Closed ecological systems

What would happen if you increased the oxygen level? Could we see giant insects again?

How long would it take to see any changes?

Since evolution isn’t deterministic, we really have no way to answer the question of whether there would be more giant insects if oxygen concentrations increased. It could depend on whether the ecological niches filled by such insects are currently crowded or nearly vacant or vacant - and whether whatever caused the oxygen concentration to increase also vacated those niches.

It could also depend on whether predators, parasites, or diseases would knock back such a population… for example, because insects are so widespread and numerous, it’s entirely possible larger insects could develop, but if the birds loved eating them and provided enough selection pressure to eliminate any advantage to increased size, you wouldn’t see those insects spread or be successful.

As for the length of time to see changes, it would be on evolutionary time scales - you’d have to wait for a useful mutation or recombination of genes, wait for that to establish itself in a population - probably several times because conditions do not exist that will support the 3-ft wingspan dragonflies of ancient eras, so presumably that variation is not currently out there in the existing dragonfly population waiting for the right conditions to take off.

Definitely not on the timescale of a human lifespan, but it’s hard to say beyond that how long it might take.

Oxygen is a very reactive gas; it has never had a higher level in the atmosphere than it has at present. It is estimated that, holding temperature and humidity constant, an increase of atmospheric oxygen from 21% to 25% would lead to destruction of almost all forests due to lightning fires.

(If my reading of Wikipedia’s tables is correct, a mere 5000 years of photosynthesis at present level produces as much oxygen as the entire atmosphere holds! Animals and other living oxygen consumers consume almost as much oxygen as plants create.)

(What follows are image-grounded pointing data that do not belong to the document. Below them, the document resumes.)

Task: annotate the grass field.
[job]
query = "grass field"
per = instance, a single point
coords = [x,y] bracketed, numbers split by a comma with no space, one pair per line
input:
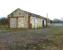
[42,39]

The Wikipedia page you link to says otherwise (and I’ve heard the same claim made by a bio geochemist I know, as well as coming across it in scientific literature). Some scientists believe that the oxygen concentration reached as high as 30% or so at one point. (And yes, it’s been argued that fires would have been more common under such conditions).

Some plants actually maintain exceptionally high oxygen concentrations transiently in their leaves (these would be the CAM plants, which fix carbon at night and close their stomata during the day, which means that the oxygen generated by photosynthesis can’t immediately escape).

I think O[sub]2[/sub] concentrations were considerably higher at one point, but it has been far far more frequent in history for O[sub]2[/sub] concentrations to be lower than at present:

http://rstb.royalsocietypublishing.org/content/361/1470/903.full.pdf+html

See section 6, pg. 911 for a brief discussion of the possibility that the development of vascular plants and their contribution of additional decomposition-resistant carbon to soils for some time may have raised O[sub]2[/sub] to as high as 35% of the atmosphere (although the real value may be lower.) This may also have been related to the development of large insects the OP mentioned.

The oxygen in our atmosphere is many times more massive than the total mass of the biosphere, so can’t have been produced by the plants now on Earth; conversely, if photosynthesis were to cease, the biosphere would not be massive enough to remove much of the atmospheric oxygen by respiration. Oxygen would be slowly absorbed by the crust over the next half a million years or so, but remember that the top surface of the crust is already quite well oxidised, since it sits in an oxygen-bearing atmosphere.